累風庵閑日録

本と日常の徒然

『仮名手本殺人事件』 稲羽白菟 原書房

●『仮名手本殺人事件』 稲羽白菟 原書房 読了。

 一冊の本をどう読むかは、ある意味で読者の勝手である。どんな読み方をしてもいいのだ。その読み方が多く共感を得られるかどうかは別の問題だけれども。本書の真相にも事件の結末にも、横溝的なものを色濃く感じた。舞台のひとつとそれに関連するモチーフにも、探偵役が真相を提示する段取りにも、同様の匂いを感じる。

 勝手な読み方としての「横溝テイスト」が、読んでいて心地いいし読了後の満足感にもつながっている。終盤の盛り上がりなんて、探偵役がこういう段取りをとったからこそ、である。どこがどうという具体的な事は、もちろん公開では書けない。(以下、この段落の最後まで非公開)

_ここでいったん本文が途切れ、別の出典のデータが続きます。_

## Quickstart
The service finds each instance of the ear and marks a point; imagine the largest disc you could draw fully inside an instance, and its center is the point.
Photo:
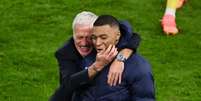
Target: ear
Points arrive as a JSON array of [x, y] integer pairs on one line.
[[118, 36]]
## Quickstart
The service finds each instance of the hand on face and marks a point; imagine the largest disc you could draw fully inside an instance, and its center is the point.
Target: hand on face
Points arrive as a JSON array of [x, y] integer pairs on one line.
[[104, 57], [115, 73]]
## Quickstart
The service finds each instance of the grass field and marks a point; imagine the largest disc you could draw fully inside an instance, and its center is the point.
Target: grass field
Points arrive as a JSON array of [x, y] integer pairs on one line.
[[32, 30]]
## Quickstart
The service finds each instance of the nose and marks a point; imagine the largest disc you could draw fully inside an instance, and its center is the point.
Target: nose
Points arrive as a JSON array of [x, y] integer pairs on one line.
[[98, 42], [83, 41], [86, 41]]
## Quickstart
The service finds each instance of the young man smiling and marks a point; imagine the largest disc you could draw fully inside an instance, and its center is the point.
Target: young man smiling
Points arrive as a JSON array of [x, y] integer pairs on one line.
[[137, 80]]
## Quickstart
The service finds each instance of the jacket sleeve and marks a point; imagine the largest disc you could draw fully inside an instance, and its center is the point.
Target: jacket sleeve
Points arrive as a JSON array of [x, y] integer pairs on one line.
[[70, 78], [142, 86]]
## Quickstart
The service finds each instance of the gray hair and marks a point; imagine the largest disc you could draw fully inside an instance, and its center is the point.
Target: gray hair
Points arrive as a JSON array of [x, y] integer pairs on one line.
[[84, 18]]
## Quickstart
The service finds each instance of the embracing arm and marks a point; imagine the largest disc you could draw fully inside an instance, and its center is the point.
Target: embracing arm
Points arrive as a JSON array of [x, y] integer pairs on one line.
[[129, 46]]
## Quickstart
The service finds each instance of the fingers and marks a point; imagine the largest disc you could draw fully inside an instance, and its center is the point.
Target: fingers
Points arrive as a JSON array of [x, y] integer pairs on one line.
[[107, 51], [113, 52], [119, 81], [114, 82], [114, 79], [110, 78]]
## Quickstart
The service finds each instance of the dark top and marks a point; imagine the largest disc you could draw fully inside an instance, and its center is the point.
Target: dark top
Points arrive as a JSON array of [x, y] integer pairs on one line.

 関連情報が丁寧に書かれてあって、歌舞伎に関する知識がゼロでも全く問題なく楽しめた。歌舞伎座の構造なども含めて、単純に知識欲が満たされるのも面白い。ただ一点、あれっと思ったことがある。真相の根幹部分のひとつである(伏字)が、事前に見当たらないようなのだが。読み落としなら申し訳ないし、もしかして歌舞伎に通じた人ならあの描写で気付くのかもしれない。そもそもそんなこと気にしない作者殿なのかもしれない。

 以下、余談。登場人物が皆、なんとも丁寧で如才なくて、真っ当に挨拶の口を利ける。いい歳こいた我が身を省みて、なんかもう恐れ入る。

 さらに余談。「東一階四番桟敷(P.64)」は、「西」の間違いか。

 さらにさらに余談。冒頭に掲げられている歌舞伎座座席表は、老眼の身にはかなり難渋した。